Having glanced through their indices, I have a vague impression of the material covered in each text. For instance, Johnstone's book contains a great deal of material on representation theorems, and also a chapter devoted to applications of locale theory to representations of rings (including discussion on Zariski and Pierce spectra); as far as I can tell this is absent from "Frames and Locales". "Topology via Logic" also has some discussion of Zariski spectra as well as a number of applications to theoretical computer science. On the other hand, "Frames and Locales" gives discussion on constructive mathematics (in particular why locale theory is a nice language for topology in constructive mathematics), while (again as far as I can tell) this is missing from the other two books.
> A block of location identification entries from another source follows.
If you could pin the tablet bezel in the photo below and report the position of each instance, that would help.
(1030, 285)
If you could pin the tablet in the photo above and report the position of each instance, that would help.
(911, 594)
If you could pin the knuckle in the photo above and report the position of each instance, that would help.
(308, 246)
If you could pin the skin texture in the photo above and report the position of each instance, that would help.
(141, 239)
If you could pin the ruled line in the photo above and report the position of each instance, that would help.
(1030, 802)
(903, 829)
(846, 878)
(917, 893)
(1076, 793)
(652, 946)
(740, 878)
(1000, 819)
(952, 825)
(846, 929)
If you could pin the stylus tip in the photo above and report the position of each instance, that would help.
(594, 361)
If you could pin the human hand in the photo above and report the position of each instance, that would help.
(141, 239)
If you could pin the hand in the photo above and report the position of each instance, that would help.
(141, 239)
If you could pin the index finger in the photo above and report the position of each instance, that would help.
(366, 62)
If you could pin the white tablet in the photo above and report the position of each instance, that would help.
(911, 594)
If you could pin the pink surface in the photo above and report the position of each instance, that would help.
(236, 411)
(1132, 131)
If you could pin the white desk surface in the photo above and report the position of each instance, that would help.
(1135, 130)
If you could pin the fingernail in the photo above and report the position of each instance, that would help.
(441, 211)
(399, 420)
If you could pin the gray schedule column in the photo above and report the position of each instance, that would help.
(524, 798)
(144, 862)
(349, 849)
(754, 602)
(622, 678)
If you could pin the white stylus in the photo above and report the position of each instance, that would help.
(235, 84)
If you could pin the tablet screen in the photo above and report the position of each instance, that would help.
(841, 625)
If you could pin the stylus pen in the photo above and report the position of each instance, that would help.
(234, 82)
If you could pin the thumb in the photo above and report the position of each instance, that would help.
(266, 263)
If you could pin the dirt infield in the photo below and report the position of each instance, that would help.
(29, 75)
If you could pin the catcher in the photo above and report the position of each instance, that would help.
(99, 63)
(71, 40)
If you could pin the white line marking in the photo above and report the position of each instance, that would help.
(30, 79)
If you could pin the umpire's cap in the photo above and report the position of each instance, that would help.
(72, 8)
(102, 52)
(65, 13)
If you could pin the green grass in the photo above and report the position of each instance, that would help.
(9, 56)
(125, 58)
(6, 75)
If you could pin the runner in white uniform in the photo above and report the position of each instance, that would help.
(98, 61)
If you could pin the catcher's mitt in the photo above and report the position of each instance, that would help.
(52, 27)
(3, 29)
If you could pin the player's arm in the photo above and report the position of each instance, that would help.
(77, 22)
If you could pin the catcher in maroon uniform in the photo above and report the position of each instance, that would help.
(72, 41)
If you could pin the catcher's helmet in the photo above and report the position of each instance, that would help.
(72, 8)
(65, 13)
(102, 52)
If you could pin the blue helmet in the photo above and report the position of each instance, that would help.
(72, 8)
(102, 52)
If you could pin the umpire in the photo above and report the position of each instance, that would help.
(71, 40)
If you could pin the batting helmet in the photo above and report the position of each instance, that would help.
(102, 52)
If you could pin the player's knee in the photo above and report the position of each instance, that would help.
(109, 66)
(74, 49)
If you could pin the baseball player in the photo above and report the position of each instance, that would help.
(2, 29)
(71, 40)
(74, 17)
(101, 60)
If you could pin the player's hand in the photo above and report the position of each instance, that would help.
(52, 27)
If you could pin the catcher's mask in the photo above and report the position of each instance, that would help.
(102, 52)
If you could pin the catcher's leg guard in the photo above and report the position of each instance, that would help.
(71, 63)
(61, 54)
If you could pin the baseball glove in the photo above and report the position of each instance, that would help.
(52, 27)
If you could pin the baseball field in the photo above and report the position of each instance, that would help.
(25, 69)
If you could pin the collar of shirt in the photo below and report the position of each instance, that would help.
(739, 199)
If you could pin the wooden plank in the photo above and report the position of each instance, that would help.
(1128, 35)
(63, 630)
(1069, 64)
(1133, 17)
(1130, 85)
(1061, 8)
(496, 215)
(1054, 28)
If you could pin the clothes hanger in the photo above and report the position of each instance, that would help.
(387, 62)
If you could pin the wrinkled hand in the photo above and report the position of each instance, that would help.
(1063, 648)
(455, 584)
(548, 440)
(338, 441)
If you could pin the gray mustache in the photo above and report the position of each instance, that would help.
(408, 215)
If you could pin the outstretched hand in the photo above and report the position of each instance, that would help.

In short, my question is: for which reader is each text most suitable, and which text would be the best self-contained introduction to the field for someone with my background. Apologies if this is not appropriate for the site, but I've struggled to find any extensive discussion comparing the three books.


1 Answer 1


Topology via Logic - theoretical computer scientist

Stone Spaces - pure mathematician

Both are really good. Topology via logic as it gives a good account of domain theory, including power domains.

The first few chapters of Stone Spaces really have no equal. Comprehensive, starting at the basics, excellent narrative flow and take you to the heights (I would even recommend it as an introduction to the basic constructions of sheaf theory).